Let us use words to tell of Jesus, and let us live lives of gospel-shaped love - for the church and for those currently outside of the church.

Out of the office

I've been out of the office (not that I have an office) for the last couple of weeks... hence an absence of blogging. Bringing you up to speed then...

Meeting God in his Word
Last week as the second Relay conference of the year. We gathered in Ledbury to meet God in his word. Our focus was on Psalm 119, seeing the glory of the God of the Word in the Word of God. As we worked through the Psalm day by day it was exciting and challenging and eye-opening. We were faced with his delight in God's everlasting word, and with his honest reflection of his afflictinos. The desire of the Psalmist that God's name be lifted high, and his honest reflection that he does not always do that.

I was humbled at the end to see that the Psalmist acknowledging he has gone astray from God. Admitting he needs saving, not because be forgets God's word but rather knowing God's word he knows that he has sinned. The sin is so often less ignorance and more disobedience.

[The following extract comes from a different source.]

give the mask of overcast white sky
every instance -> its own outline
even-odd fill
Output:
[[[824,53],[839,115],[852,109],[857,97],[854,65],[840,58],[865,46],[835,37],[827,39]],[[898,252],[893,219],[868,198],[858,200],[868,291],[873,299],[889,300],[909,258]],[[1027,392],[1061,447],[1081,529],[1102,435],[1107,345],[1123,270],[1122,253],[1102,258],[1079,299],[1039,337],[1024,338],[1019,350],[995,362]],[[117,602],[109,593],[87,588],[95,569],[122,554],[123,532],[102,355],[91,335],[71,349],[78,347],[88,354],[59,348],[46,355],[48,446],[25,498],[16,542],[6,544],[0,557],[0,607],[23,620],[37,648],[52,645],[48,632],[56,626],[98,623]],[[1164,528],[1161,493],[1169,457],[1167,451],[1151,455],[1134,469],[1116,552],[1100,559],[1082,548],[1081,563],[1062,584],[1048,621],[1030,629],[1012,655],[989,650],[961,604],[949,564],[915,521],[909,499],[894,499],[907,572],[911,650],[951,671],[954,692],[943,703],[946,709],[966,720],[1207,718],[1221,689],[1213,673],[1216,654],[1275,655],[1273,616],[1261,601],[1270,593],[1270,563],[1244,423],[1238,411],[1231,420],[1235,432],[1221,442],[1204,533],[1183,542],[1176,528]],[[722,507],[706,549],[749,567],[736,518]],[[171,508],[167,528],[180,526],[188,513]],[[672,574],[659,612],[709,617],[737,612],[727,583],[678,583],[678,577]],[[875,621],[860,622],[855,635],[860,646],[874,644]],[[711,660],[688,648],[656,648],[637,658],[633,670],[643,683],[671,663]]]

How true for us! And how much we must keep returning to God's Word, to see his glory and be convicted of our sin, and called to turn back to God once again for grace. I am a wretched sinner and God's grace is my only hope. O, if I could honour him the way he deserves... and yet I cannot.

Talking about Jesus in Guildford
This week has been University of Surrey Christian Union events week. They've held lunchtime talks with Ian Marlow speaking on hot topics, alongside a couple of evening events and surveying and flyering around campus. It's been a joy to see people getting stuck in, seeing them stepping out to talk about Jesus. And also a joy to see that many people are interested to find out more about Jesus. My hope is that this will be a beginning of more on-going, bold explaining of the gospel of the glory of Jesus over the coming year.

Currently reading: God's Lavish Grace (Terry Virgo); When I don't desire God (John Piper); The Diary of David Brainerd (ed. Jonathan Edwards)

Wednesday, February 02, 2005

How to fight for joy



"the joy I write to awaken is the sustaining strength of Mercy, Missions and Martyrdom.... Christ will be glorified in the world when Christians are so satisfied in him that they let goods and kindred go and lay down their lives for others in Mercy, Mission, and, if necesary, Martyrdom. He will be magnified most among the nations when, at the moment Christians lose everything on earth, they say, 'To live is Christ, and to die is gain" (Phil 1v21)' - When I don't desire God p 20,21.